But seriously, the only source of ductwork contamination we worry about is the result of leaky ducts in a contaminated crawl space. This is obviously an unacceptable condition from multiple standpoints and one we can easily fix. It's certainly arguable that the air in a home which is regularly passed through a filter by the hvac system is going to be cleaner than in one that is not.

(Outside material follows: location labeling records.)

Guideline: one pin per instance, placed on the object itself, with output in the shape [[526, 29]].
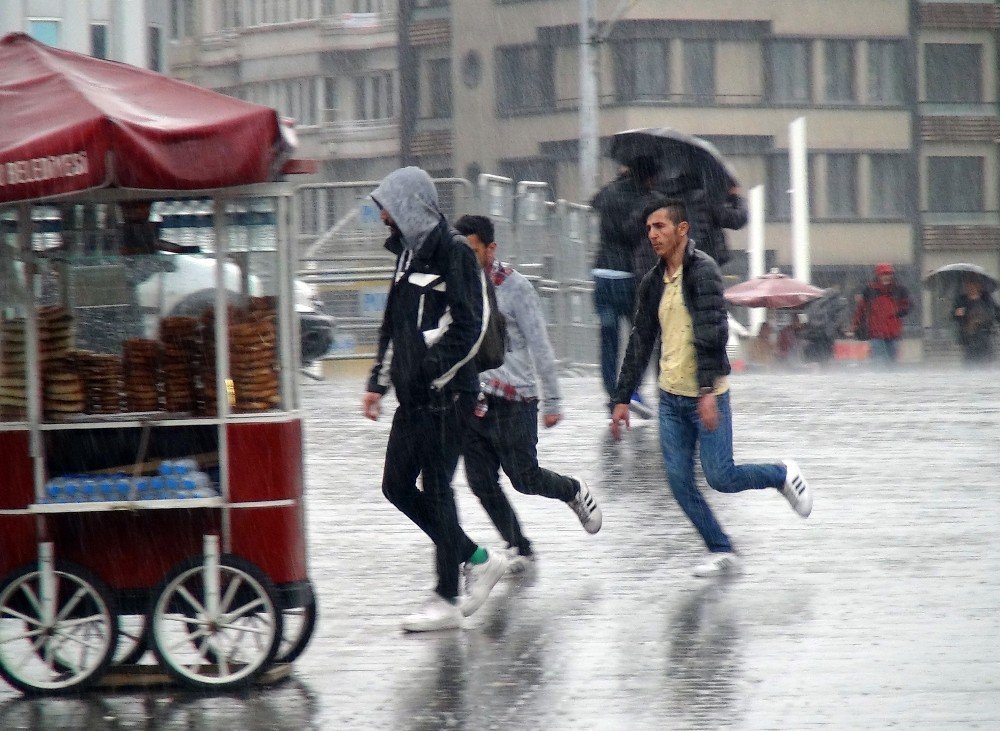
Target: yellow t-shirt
[[678, 359]]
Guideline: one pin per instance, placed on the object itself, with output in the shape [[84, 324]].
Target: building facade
[[133, 31]]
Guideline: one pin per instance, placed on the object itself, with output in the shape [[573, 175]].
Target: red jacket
[[879, 313]]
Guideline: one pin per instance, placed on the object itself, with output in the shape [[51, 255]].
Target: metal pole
[[756, 250], [800, 199], [588, 99]]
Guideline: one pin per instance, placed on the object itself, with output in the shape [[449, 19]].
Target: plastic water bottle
[[71, 489], [87, 490]]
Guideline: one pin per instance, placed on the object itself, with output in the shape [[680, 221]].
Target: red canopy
[[774, 290], [69, 122]]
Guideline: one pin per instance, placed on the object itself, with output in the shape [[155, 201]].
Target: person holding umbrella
[[681, 302], [975, 314]]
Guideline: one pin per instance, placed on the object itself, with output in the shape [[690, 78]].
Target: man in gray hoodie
[[504, 430], [434, 323]]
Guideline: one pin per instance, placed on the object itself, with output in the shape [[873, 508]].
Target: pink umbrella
[[773, 290]]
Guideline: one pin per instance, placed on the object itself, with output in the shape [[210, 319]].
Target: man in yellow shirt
[[681, 301]]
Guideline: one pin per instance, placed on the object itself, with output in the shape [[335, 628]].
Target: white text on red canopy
[[39, 169]]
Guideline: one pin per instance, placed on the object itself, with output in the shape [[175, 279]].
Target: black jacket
[[702, 290], [433, 322], [618, 204]]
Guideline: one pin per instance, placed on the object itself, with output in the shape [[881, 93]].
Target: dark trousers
[[507, 437], [426, 441], [614, 300]]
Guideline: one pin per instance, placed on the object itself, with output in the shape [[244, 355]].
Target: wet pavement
[[882, 609]]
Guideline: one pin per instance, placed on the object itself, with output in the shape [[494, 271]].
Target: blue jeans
[[883, 351], [614, 299], [680, 430]]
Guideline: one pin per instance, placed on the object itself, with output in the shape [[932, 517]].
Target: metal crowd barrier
[[552, 242]]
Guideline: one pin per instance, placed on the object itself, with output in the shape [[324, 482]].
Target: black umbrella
[[951, 276], [675, 155]]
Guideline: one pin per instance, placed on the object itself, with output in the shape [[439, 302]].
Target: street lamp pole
[[589, 153]]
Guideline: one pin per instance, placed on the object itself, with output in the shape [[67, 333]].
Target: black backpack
[[494, 346]]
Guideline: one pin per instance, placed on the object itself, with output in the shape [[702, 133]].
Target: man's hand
[[619, 416], [708, 411], [371, 405]]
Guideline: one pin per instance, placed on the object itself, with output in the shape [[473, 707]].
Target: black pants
[[507, 436], [426, 441]]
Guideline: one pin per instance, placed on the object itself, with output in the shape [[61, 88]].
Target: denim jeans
[[507, 436], [426, 440], [614, 299], [680, 430]]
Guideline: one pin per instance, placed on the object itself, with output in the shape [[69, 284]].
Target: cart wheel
[[297, 625], [70, 649], [224, 649], [133, 639]]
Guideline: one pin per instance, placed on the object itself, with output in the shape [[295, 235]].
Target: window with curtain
[[891, 185], [525, 78], [953, 72], [887, 78], [642, 70], [838, 64], [955, 184], [788, 65], [841, 185], [779, 182], [439, 87], [699, 71]]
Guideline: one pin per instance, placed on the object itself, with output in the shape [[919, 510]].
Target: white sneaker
[[718, 565], [519, 563], [480, 580], [586, 507], [796, 489], [435, 614]]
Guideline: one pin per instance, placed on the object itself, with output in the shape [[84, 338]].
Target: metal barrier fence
[[552, 242]]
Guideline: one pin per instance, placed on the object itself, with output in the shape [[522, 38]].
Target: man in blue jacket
[[434, 323], [681, 301]]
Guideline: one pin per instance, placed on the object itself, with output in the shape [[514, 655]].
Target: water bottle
[[71, 489], [87, 490], [106, 488], [54, 490]]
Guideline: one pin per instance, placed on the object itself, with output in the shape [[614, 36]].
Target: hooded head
[[409, 196]]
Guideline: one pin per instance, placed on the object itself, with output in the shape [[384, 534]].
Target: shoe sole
[[472, 603]]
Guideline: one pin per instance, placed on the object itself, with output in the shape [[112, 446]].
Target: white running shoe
[[796, 489], [480, 580], [436, 613], [719, 564], [586, 507]]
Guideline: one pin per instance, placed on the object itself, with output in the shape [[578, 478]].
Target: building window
[[642, 71], [374, 96], [779, 182], [232, 15], [954, 72], [45, 31], [839, 67], [525, 78], [955, 184], [891, 186], [439, 85], [99, 40], [886, 72], [699, 71], [155, 48], [841, 185]]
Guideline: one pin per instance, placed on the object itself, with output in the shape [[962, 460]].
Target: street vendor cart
[[151, 495]]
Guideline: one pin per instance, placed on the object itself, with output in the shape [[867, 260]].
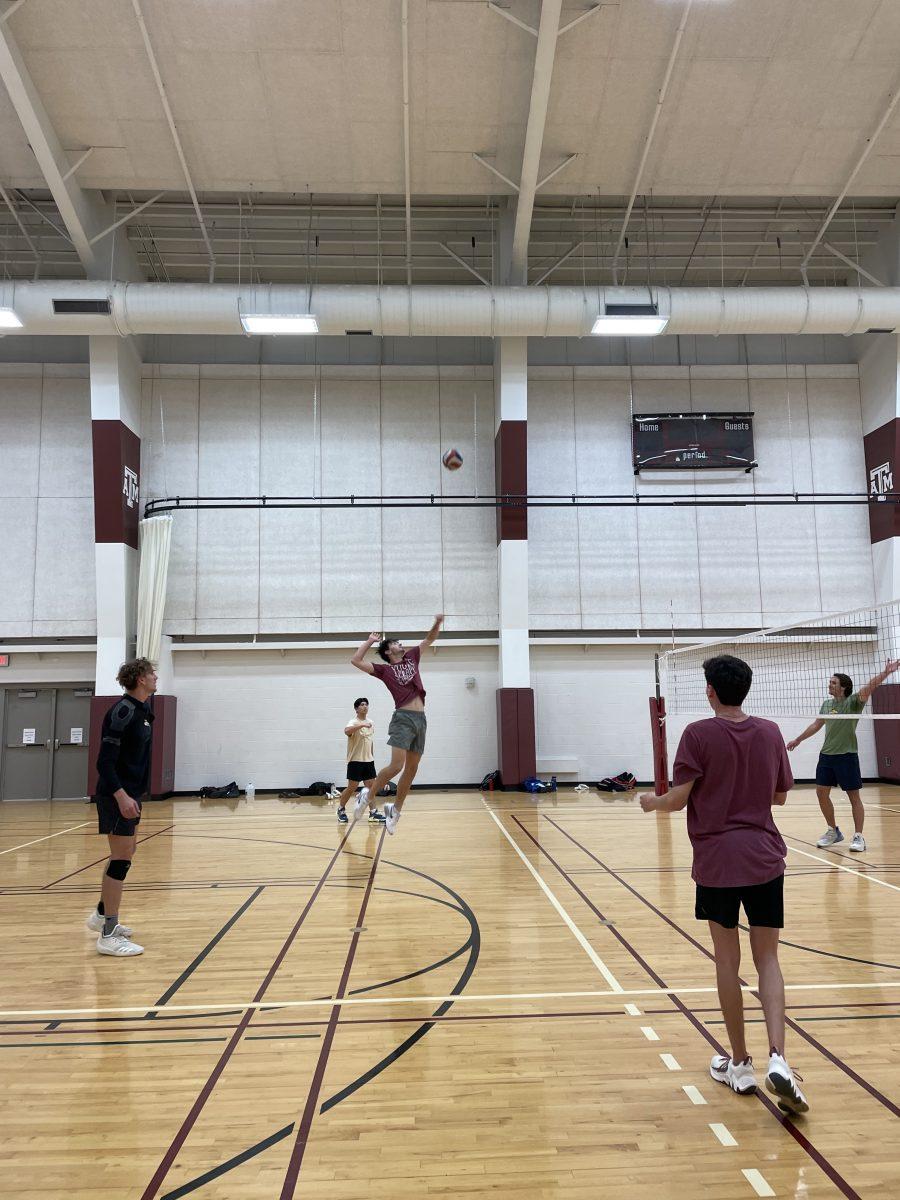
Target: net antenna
[[792, 666]]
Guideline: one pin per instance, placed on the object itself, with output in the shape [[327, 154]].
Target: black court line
[[708, 954], [187, 1125], [99, 1045], [207, 949], [309, 1114], [473, 945], [831, 954], [799, 1138]]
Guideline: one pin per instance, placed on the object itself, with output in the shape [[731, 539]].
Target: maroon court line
[[96, 863], [178, 1141], [312, 1099], [797, 1029], [798, 1137]]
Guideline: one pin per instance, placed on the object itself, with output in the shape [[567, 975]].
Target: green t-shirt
[[841, 736]]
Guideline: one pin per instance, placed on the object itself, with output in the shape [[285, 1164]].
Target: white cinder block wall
[[276, 720]]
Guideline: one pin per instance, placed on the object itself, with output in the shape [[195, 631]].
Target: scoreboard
[[693, 442]]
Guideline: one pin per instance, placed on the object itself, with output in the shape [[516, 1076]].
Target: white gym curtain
[[155, 546]]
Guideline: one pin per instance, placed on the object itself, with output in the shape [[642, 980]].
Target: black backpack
[[220, 793]]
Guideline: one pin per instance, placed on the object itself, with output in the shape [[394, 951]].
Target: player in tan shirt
[[360, 766]]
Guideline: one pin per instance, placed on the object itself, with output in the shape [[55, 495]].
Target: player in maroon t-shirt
[[406, 735], [727, 773]]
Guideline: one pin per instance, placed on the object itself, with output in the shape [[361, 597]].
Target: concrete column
[[115, 425], [515, 697]]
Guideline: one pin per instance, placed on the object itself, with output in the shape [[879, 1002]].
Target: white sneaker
[[95, 923], [781, 1083], [829, 838], [737, 1075], [360, 805], [118, 946]]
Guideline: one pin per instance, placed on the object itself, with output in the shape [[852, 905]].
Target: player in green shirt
[[839, 759]]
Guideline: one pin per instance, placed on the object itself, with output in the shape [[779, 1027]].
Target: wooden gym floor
[[527, 1008]]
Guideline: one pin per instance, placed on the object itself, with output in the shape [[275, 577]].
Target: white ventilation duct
[[443, 311]]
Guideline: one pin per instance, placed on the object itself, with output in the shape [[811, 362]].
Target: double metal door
[[45, 743]]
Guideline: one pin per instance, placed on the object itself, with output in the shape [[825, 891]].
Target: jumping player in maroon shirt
[[729, 772], [406, 735]]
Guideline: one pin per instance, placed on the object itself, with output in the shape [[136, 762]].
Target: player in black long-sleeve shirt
[[124, 771]]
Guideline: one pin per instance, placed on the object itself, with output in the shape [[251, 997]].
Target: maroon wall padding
[[882, 456], [510, 457], [887, 733], [660, 753], [527, 753], [162, 761], [508, 736], [117, 480], [515, 735]]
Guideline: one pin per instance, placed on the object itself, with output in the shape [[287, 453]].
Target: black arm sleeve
[[115, 723]]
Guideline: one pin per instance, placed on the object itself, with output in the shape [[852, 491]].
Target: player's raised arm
[[432, 635], [359, 658], [879, 679]]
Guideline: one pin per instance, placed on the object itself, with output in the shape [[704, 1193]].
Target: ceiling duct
[[449, 311]]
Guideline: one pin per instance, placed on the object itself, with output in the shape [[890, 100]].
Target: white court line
[[828, 862], [724, 1134], [58, 834], [573, 928], [463, 997], [757, 1182]]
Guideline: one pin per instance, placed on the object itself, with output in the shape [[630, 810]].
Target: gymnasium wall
[[47, 586], [277, 720], [339, 431], [694, 567], [592, 706]]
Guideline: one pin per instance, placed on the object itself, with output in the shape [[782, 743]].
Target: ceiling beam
[[893, 100], [83, 214], [173, 130], [544, 57], [651, 133]]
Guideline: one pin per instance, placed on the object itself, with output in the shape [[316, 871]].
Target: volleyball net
[[792, 666]]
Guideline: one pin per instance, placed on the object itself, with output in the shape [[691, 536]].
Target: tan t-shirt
[[359, 743]]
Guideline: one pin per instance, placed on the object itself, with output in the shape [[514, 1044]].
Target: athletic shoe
[[118, 946], [829, 838], [391, 815], [95, 923], [781, 1083], [361, 804], [737, 1075]]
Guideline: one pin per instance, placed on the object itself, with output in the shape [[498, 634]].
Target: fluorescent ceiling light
[[9, 319], [279, 323], [630, 321]]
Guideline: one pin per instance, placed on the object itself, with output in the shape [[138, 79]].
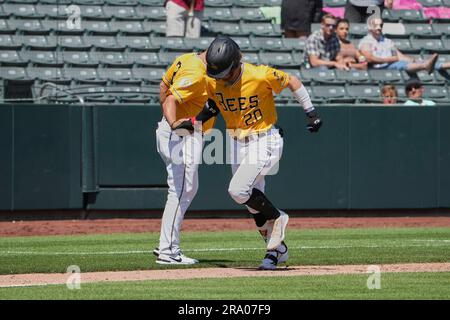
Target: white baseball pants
[[182, 156], [252, 160]]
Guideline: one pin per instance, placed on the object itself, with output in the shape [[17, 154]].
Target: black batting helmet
[[222, 56]]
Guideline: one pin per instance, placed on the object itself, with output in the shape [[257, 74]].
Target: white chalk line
[[68, 253]]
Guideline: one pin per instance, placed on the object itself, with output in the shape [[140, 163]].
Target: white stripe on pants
[[251, 162], [182, 157]]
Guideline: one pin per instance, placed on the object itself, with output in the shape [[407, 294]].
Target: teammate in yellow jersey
[[243, 94], [182, 95]]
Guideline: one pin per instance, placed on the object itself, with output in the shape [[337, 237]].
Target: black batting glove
[[314, 122]]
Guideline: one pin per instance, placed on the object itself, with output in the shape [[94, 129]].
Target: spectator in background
[[348, 53], [322, 46], [184, 18], [356, 10], [389, 94], [414, 92], [298, 15], [381, 53]]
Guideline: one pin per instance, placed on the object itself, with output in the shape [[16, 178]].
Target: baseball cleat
[[274, 257], [278, 231], [175, 259]]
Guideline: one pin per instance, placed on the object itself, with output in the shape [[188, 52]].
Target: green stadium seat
[[151, 75], [89, 2], [419, 30], [47, 74], [72, 42], [364, 92], [12, 58], [317, 75], [8, 42], [278, 59], [353, 76], [130, 27], [155, 27], [100, 99], [143, 58], [102, 42], [98, 27], [430, 45], [135, 42], [202, 43], [51, 11], [5, 28], [259, 29], [218, 3], [122, 2], [423, 76], [385, 76], [245, 44], [43, 58], [27, 26], [294, 44], [268, 44], [404, 45], [227, 28], [79, 58], [295, 72], [115, 74], [249, 14], [271, 3], [358, 30], [20, 10], [219, 14], [13, 73], [329, 93], [37, 42], [151, 3], [61, 27], [430, 3], [334, 3], [81, 74], [404, 15], [111, 59], [441, 28], [168, 43], [252, 58], [122, 12], [436, 93], [152, 13]]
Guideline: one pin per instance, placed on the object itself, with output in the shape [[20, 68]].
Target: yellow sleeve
[[186, 87], [276, 79], [170, 73]]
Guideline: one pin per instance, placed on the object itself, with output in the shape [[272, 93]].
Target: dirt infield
[[20, 280], [106, 226]]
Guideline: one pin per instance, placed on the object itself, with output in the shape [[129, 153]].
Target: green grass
[[224, 249], [393, 286]]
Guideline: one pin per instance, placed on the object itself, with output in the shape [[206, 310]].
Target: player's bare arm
[[302, 96]]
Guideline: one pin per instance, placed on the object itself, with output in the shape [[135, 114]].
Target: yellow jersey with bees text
[[247, 105], [186, 79]]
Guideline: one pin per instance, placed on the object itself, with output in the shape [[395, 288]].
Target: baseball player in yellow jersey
[[182, 95], [243, 94]]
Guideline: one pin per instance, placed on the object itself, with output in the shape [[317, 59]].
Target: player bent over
[[182, 95], [243, 94]]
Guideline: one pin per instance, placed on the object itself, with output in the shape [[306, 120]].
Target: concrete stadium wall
[[104, 157]]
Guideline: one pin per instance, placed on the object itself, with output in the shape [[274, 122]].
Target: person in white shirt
[[356, 10]]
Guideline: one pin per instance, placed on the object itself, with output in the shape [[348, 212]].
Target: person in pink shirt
[[184, 18]]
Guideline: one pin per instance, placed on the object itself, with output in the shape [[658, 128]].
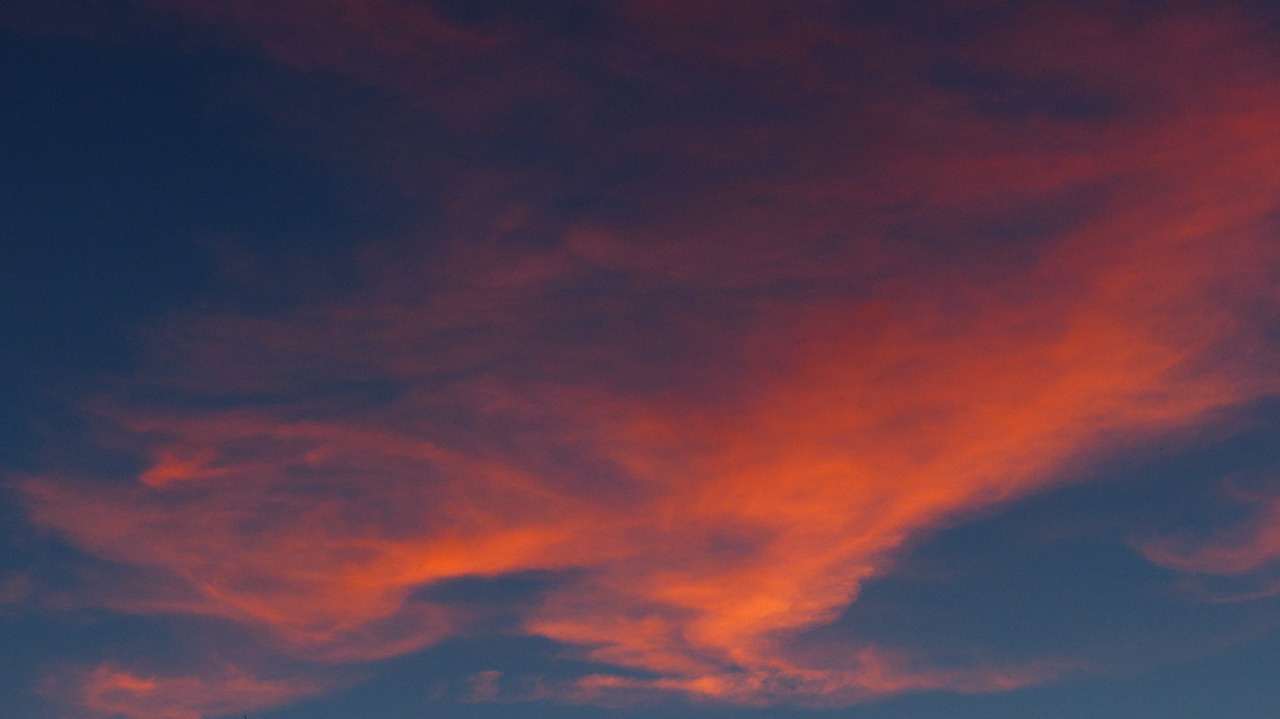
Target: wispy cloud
[[730, 403]]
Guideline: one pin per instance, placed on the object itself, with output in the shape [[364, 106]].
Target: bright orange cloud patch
[[722, 436]]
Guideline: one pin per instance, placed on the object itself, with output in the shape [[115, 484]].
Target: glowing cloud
[[723, 426]]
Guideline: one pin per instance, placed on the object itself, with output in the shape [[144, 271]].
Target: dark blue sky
[[667, 360]]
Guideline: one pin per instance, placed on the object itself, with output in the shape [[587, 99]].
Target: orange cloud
[[1248, 548], [110, 691], [723, 425]]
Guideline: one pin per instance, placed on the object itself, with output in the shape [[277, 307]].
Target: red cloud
[[1251, 546], [727, 413], [110, 691]]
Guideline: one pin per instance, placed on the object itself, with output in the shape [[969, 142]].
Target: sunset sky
[[639, 358]]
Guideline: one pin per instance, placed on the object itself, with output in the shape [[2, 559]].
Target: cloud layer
[[871, 285]]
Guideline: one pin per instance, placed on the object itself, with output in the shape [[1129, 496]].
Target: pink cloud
[[112, 691], [726, 413]]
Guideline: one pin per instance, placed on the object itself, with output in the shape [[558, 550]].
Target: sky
[[639, 358]]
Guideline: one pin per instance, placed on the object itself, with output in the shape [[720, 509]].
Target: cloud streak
[[725, 413]]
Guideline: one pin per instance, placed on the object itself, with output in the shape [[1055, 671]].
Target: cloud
[[1248, 548], [805, 334], [112, 691]]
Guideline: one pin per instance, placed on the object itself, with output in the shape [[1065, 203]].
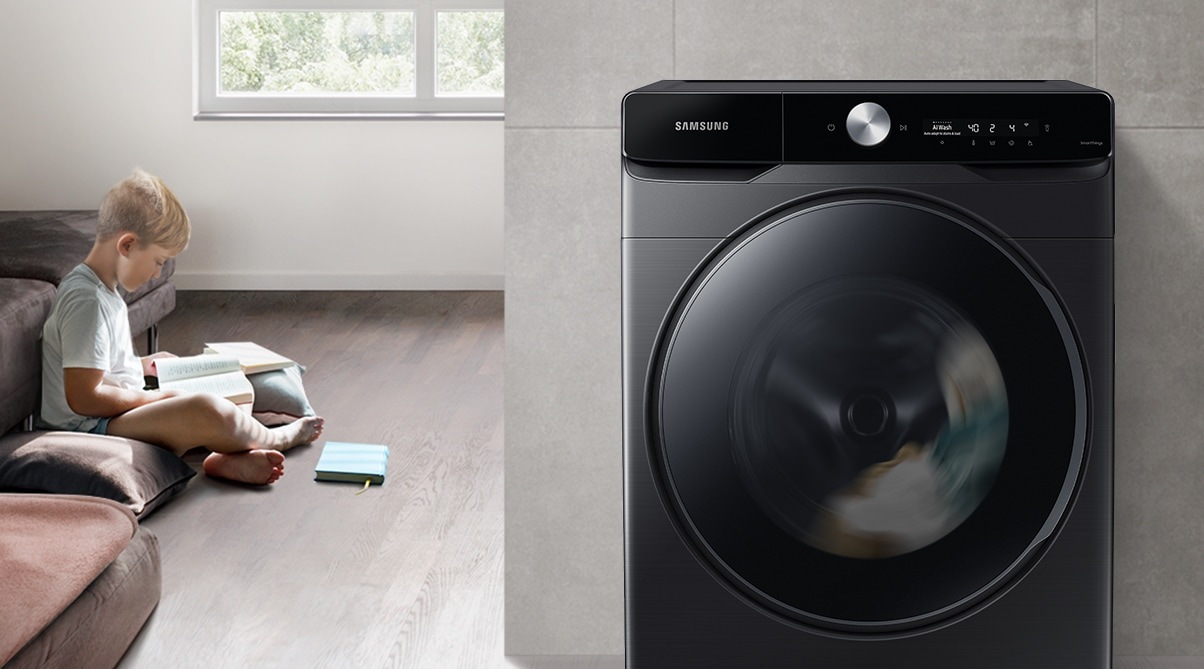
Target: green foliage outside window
[[471, 53], [317, 52]]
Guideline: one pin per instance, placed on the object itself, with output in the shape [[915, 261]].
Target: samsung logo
[[700, 125]]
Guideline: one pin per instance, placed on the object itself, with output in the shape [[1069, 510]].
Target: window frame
[[208, 104]]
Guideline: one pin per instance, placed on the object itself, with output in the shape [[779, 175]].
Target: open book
[[252, 356], [219, 374]]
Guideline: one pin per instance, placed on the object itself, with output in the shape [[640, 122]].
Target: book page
[[230, 384], [173, 368], [251, 355]]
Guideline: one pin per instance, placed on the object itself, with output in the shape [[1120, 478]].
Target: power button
[[868, 124]]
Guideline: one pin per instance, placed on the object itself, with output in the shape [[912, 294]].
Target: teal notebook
[[352, 462]]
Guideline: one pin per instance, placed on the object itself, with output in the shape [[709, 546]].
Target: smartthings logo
[[700, 125]]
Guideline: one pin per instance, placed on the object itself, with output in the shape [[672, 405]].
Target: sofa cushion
[[51, 548], [24, 306], [136, 474], [41, 247], [46, 246], [100, 625]]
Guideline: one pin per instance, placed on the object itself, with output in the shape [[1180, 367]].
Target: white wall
[[89, 89]]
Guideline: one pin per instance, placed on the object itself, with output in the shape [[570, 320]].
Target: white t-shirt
[[88, 327]]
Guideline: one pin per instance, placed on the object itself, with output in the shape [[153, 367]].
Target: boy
[[92, 379]]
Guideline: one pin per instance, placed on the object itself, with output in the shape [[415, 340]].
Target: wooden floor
[[308, 574]]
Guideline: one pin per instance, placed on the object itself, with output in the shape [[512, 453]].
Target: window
[[376, 58]]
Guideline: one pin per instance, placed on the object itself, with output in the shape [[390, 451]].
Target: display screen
[[980, 128]]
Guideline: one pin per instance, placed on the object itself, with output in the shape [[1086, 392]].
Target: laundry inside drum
[[869, 416]]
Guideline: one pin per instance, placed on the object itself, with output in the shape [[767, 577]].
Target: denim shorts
[[101, 427]]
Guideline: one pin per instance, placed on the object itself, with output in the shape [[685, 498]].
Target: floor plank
[[311, 574]]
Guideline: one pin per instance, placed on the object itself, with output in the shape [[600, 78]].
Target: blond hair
[[145, 206]]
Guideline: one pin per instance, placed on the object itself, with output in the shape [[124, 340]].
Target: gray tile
[[566, 662], [568, 64], [1146, 662], [885, 39], [1160, 385], [564, 479], [1150, 55]]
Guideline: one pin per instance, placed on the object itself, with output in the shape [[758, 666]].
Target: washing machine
[[867, 371]]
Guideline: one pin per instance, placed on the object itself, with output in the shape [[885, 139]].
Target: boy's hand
[[148, 368]]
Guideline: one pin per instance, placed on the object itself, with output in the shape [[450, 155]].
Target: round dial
[[868, 124]]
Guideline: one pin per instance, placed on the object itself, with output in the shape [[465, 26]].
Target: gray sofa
[[36, 249]]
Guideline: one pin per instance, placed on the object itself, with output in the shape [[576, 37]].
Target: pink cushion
[[51, 548]]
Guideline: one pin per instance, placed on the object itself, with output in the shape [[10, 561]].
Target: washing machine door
[[867, 415]]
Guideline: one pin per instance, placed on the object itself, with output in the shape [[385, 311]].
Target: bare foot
[[259, 467], [301, 431]]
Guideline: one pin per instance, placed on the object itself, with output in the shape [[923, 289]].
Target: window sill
[[349, 116]]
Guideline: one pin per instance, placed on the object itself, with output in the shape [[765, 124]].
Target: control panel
[[878, 126]]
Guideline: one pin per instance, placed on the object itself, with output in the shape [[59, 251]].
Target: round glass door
[[868, 414]]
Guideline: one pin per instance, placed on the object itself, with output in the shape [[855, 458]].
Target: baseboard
[[310, 280]]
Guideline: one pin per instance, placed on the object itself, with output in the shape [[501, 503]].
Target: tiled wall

Talking of multiple factors, I believe that apart from the relative scarcity of flying insects, one of the reasons the Brits are happy to leave their windows open much of the year is that the outside air is regularly swept clean of particulates by the frequent rains. Here in the US south at least this is not the case and one of the unsung benefits of mechanical air systems is protecting the home from airborne dust and pollen. If you're looking for high levels of indoor dust contamination, try a naturally-vented home along a North Carolina dirt road in the summer.
Response to James
James,
You're right: if you're cleaning dogs with a vacuum cleaner, it's best to wait until the dogs are dry.
(I have corrected my misplaced clause... so anyone who wonders at your reference will just be confused now.)
my house!
Holy helpful! This is great! To clarify, I should have mentioned that we are actually on the south coast of Massachusetts and therefore a little more temperate than other parts of the state. I'm not sure how to start responding so I'll just go ahead...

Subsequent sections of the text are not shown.